EAST MILLINOCKET, Maine — U.S. Sen. Susan Collins called the raid this week on former President Donald Trump’s residence “shocking” and said Americans needed more answers on why it took place.
“It is unprecedented for there to be a raid on a former president’s home over an issue involving disputed documents,” the Republican said while touring the Katahdin Higher Education Center in East Millinocket on Tuesday.
The raid on Trump’s Mar-a-Lago residence in Florida on Monday appeared to be focused on classified documents that Trump brought with him after he left the presidency in early 2021. The FBI and Justice Department have not commented on the raid, while the White House has said President Joe Biden and top aides learned about it through media reports.
Collins’ remarks differentiate her from Republican colleagues who strongly condemned the raid after it was made public on Tuesday. They showed her relative distance from Trump while he maintains a hold on her party.

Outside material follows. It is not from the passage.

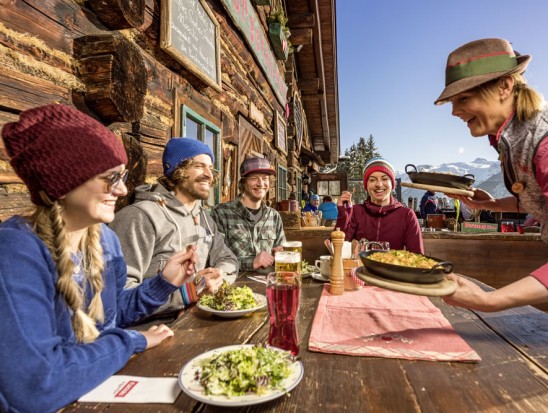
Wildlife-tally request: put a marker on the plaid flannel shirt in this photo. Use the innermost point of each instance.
(245, 237)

Criticism was harsh from many prominent Republicans, including Florida Sen. Marco Rubio, who said the Biden administration was “playing with fire” by escalating an investigation into the president’s potential 2024 opponent. Trump has stoked electoral conspiracies in his statements, calling the raid an “attack by Radical Left Democrats” who do not want him to run again.
Collins declined to say whether she agreed with Rubio’s statement, but she noted that there are still many details that have not been made public about the raid, saying “we don’t know what evidence led up to it” or if there is “more involved in it.”

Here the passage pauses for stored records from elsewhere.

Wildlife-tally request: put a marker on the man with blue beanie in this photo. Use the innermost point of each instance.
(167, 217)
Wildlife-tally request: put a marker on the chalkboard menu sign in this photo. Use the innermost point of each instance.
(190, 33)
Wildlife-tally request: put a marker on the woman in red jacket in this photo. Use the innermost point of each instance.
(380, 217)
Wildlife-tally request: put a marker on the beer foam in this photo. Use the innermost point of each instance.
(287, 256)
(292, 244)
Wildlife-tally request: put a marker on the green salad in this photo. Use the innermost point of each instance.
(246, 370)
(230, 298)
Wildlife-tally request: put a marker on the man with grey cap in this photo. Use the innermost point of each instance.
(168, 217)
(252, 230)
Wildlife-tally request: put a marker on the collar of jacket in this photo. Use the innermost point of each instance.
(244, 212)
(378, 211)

“This is something that the American people need more information on to make a judgment,” she said. “But it certainly is unprecedented.”
The Maine senator repudiated Trump after he clinched the Republican nomination in 2016, calling him unfit for the office and saying she would not vote for him. Collins never said how she voted in the 2020 election in which she faced her own re-election campaign, but she later voted to convict him on an impeachment charge related to the Capitol riots of Jan 6, 2021.
Trump called Collins “atrocious” in February after she told The New York Times that no Republican should fear his influence. In January, she told ABC it was “not likely” she would support the former president in 2024, but she has not yet ruled it out. Last week, Collins’ office did not respond to a request for comment about the prospect of a third Trump run.